I have a 7 year old daughter who is left handed. She is currently on the copybook reader book 2. Her handwriting is quite neat, but I’ve noticed that she writes mostly bottom to top and right to left. I will try to catch her and correct her but it doesn’t seem to stick and become natural to her. Will this matter in the long run, since her handwriting is so neat and clear? She really wants to start learning cursive when she gets through the copybook readers, but I’m not sure I should move forward with that until she gets the directions down? I considered taking a step back to something that still has the arrows and she would trace but I’m nervous that would become very boring for her. She is a very good reader, and her letters never come out backward. Any advice?
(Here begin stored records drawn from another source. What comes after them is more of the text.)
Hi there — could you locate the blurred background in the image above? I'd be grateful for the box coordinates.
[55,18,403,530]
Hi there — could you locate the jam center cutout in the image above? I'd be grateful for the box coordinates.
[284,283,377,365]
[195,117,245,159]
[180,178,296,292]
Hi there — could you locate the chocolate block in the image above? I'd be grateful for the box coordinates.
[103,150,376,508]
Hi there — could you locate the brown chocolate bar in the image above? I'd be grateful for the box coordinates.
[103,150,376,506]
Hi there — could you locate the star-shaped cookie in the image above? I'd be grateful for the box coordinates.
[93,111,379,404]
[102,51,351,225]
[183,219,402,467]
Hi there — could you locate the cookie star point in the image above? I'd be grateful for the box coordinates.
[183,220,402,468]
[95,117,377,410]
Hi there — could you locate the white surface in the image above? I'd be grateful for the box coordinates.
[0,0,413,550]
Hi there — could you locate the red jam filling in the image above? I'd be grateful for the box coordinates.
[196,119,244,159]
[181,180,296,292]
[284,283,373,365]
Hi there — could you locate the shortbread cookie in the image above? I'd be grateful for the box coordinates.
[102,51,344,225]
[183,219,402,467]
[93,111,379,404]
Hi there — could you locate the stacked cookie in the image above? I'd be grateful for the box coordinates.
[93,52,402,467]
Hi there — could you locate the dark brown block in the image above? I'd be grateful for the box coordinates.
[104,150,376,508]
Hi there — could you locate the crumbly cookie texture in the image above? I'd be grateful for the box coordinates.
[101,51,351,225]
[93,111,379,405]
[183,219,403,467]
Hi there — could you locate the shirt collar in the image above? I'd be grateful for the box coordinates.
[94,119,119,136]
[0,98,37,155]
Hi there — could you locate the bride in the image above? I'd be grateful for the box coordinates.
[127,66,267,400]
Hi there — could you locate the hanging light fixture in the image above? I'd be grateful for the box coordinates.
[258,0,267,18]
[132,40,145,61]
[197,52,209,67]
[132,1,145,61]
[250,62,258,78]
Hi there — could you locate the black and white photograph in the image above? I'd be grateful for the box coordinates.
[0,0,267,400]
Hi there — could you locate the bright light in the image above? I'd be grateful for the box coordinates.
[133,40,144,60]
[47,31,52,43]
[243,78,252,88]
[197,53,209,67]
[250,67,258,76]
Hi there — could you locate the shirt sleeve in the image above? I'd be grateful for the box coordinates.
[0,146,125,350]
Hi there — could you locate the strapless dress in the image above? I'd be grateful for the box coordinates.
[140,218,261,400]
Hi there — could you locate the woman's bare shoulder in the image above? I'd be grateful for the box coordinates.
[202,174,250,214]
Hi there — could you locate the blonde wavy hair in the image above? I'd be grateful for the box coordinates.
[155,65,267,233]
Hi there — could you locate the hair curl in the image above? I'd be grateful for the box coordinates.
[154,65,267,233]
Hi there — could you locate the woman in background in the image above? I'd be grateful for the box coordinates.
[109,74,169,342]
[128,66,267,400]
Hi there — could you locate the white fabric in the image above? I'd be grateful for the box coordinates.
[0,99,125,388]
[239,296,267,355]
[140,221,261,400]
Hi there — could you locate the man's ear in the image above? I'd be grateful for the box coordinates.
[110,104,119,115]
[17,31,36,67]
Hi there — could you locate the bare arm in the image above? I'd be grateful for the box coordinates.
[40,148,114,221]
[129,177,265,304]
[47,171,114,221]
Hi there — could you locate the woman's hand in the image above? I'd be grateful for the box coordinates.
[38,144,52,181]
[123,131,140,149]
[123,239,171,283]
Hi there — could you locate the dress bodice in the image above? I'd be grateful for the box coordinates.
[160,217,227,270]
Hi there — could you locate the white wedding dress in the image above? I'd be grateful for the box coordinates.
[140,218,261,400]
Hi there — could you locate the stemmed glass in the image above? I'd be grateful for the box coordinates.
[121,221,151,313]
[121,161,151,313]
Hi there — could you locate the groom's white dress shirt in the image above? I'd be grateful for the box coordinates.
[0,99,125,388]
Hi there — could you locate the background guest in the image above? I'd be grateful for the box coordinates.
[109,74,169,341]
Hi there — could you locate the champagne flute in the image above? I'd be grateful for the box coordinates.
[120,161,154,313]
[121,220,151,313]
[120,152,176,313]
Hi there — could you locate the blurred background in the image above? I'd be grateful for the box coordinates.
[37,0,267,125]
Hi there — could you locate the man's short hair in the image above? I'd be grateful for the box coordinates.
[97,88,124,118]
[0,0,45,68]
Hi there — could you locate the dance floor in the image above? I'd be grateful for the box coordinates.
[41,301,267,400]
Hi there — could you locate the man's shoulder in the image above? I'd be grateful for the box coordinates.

I’ll weigh in on this, though I might be a non-CMish voice in this matter. I am a left-handed adult, whose writing was barely readable until I was an older teenager. This was not for lack of trying; I was and am a voracious longhand writer. Even when I was in elementary school, if given an assignment to write a paragraph about something, I would write pages. I suspect my teachers both dreaded and welcomed it; my creativity was boundless, my penmanship….yeah. (And this was in the days before assignments were typed as they are now, even when I was in high school) I don’t blame any teaching method. I don’t know why my writing was so poor or why it improved to the state it’s in now, which is readable and even semi-attractive.
But I will say that what you’re describing with your daughter’s writing habits was and is me to a T, and this characterizes my left-handed friends, too. The page looks different when you’re using your left hand, and the strokes just feel better when reversed. The left-handed brain works differently than the right-handed one, I know it’s not the “right and proper” way to write and I was probably corrected repeatedly. Someone who has more knowledge and experience teaching writing will hopefully chime in here. But if it were me, given all else you describe, I wouldn’t make it a hill to die on.
Thank you for chiming in! It is helpful to hear from an adult to is left handed. I’ve had thoughts that maybe it just feels better to her or maybe this is typical for lefties but wasn’t sure, and if it’s not hurting anything, I don’t want it to be a battle!
Do you mean right-to-left as in “love” becomes “evol” or, for example, she starts a capital A from the bottom right, goes up, then back down toward the left, instead of starting on the left?
If it’s the latter, my leftie does that. It used to drive me crazy, but then I realized, he’s doing what I do as a righty–starting further away and drawing the pencil toward the writing hand.